Ma se l’attuale crisi economica è figlia della deregulation di era reaganiana, allora il film di McQueen è qualcosa in più dell’ennesima parabola distruttiva di un eroe solitario e peccatore. È un film sulla fine della storia, sull’evoluzione verso il nulla dell’umanità emersa dal trionfo capitalista, è un’opera a suo modo epocale che interpreta in chiave disumanizzata la caduta dell’individuo.
La scena finale, con Brandon che vaga disperato sul molo di Chelsea, ricorda l’arrivo sulla terra degli angeli di Wenders: un corpo fragile che si accascia sull’asfalto. Se non che questa volta il personaggio non va incontro a un nuovo inizio, ma rimane bloccato in un cul de sac di pulsioni e paure. La figura dell’uomo che cade dalle Torri gemelle l’11 settembre 2001, spaventoso monito alla società occidentale già bloccata nella sua iconicità dal De Lillo di Falling Man, viene ora aggiornata da un uomo ormai precipitato e per sua sfortuna sopravvissuto.
Shame è un film moralista, non c’è dubbio. La vergogna del titolo è tanto individuale quanto universale. E se lascia più di un dubbio il fatto che la discesa del protagonista tocchi il fondo con un rapporto omosessuale, resta il fatto che il suo cammino spirituale, per quanto elementare, si stagli come l’emblema di un mondo bloccato, capace di vivere solo nella paradossale condizione di una deriva immobile (come la stessa Manhattan, a pensarci bene: isola che galleggia immobile e sempre uguale a se stessa, simbolo di una decadenza adattabile a ogni generazione).
L’anima ferita di Brandon riverbera sull’umanità intera, la sua fame impossibile da saziare ne interpreta le pulsioni onaniste e rabbiose, colmando con la mortificazione del corpo il vuoto lasciato dalla sparizione di qualsiasi orizzonte emotivo.
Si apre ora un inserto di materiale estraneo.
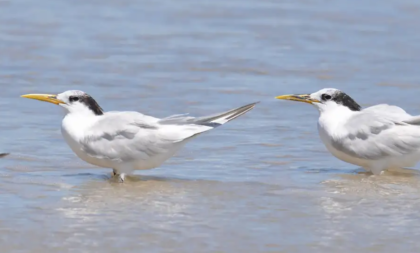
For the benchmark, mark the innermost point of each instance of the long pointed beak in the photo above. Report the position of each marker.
(300, 98)
(44, 97)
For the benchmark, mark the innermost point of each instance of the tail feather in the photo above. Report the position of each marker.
(210, 121)
(222, 118)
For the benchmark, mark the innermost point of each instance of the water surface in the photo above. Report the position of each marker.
(263, 183)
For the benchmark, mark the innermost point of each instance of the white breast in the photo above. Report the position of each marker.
(73, 129)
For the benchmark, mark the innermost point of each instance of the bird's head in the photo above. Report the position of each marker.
(326, 99)
(73, 101)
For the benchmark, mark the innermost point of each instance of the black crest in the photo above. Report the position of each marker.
(91, 104)
(346, 100)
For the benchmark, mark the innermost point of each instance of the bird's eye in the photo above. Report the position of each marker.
(325, 97)
(73, 98)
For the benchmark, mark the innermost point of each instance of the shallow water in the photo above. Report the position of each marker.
(263, 183)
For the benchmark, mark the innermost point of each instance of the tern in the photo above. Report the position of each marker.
(126, 141)
(377, 138)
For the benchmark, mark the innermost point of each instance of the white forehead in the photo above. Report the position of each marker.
(328, 91)
(72, 93)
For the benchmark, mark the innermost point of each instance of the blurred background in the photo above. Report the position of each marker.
(262, 183)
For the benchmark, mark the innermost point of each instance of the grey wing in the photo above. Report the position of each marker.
(375, 134)
(127, 136)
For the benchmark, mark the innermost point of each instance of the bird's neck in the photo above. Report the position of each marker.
(334, 118)
(76, 125)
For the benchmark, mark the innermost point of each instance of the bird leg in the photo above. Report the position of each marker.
(121, 177)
Se l’unico sentimento del film emerge durante una versione stiracchiata e sofferta di New York New York, ennesima icona popolare rivista, rivitalizzata e mortificata, il destino che attende il personaggio, e la società di cui è immagine, è quello della riproduzione continua, una coazione a variare e al tempo stesso a ripetere che ci condanna a un piacere fine a se stesso. La vergogna, dunque, è per la prigione espressiva a cui ci siamo volutamente condannati: se l’eroe di Hunger sfuggiva alla vita per sfuggire alle catene, l’uomo di oggi vive da recluso in un mondo che crede libero.